Письмо было коротким: «Прощай, моя дорогая женщина! Я свалился на тебя из ниоткуда и ухожу в никуда. Нас соединило твое доброе сердце и вряд ли кто сможет разорвать эту нить. Возможно, я когда-нибудь еще появлюсь в твоей жизни, но не стану тебе мешать или тревожить. В шкатулке купчая на квартиру на твое имя и деньги на то, чтобы ты могла нормально жить. Только заклинаю тебя – не помогай ими революционерам, лучше отдай нищим, они хоть о тебе слово доброе скажут. Прощай».
Карманный компьютер спрятал в дымоход. Когда его найдут, вряд ли кто сможет разобраться в этом черном слежавшемся куске сажи. Когда до него дойдет очередь, то все скажут, что это недавний тайник и даже если им удастся считать информацию, записанную на чип, то ничего нового они для себя не найдут. Документы в кармане. Вперед, Павел Петрович или отец Петр? А не все ли равно, как меня будут называть. День сегодня особенный. Четверг.
С Григорием мы встретились в парке. Он катил коляску, сзади шли няньки, а еще поодаль виднелось оцепление агентов охраны.
– Здорово, отец Петр, – поприветствовал меня Григорий.
– Здорово, отец Григорий, – поприветствовал и я его. – Начнем, что ли, помолясь. Ты вот садись тут на скамеечку, а мамки пусть подалее отойдут и не орут в случае чего, понял? И ты панику не поднимай, мне не с руки что-то плохое ребятенку делать, а ты поучишься, что сам должен делать.
Григорий согласно кивнул головой и рукой показал, чтобы мамки-няньки отошли в сторону.

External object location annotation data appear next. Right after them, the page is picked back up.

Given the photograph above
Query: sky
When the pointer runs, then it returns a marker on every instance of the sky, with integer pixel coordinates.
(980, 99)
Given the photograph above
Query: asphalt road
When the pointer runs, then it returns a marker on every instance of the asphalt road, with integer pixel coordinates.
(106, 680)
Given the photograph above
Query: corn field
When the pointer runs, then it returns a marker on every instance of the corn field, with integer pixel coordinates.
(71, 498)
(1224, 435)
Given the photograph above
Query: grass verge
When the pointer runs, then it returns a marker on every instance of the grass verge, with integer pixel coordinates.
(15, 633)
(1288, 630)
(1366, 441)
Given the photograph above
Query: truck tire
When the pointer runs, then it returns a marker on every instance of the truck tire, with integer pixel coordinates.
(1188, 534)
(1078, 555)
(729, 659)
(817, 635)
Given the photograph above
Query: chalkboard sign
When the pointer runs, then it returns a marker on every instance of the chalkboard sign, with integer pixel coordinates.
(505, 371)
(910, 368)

Я взял ребенка на руки и повернул кольцо примерно лет на шестьдесят. В довоенные годы в Царском Селе поп с ребенком на руках вызвал бы удивление не меньшее, чем явление Христа народу. Чуть подале крутни, попадешь в 1941—1944 годы. Немецкий офицер с удивлением скажет: «О-о-о, майн Готт, пастор мит кляйне кнабе, хэнде хох!» А год 1964 год – это как раз перепутье между окончанием оттепели и приходом неосталинцев, межвременье, тогда и появиться там безопасно. Воинствующих атеистов нет, даже армейские чины и то крестятся перед важными делами.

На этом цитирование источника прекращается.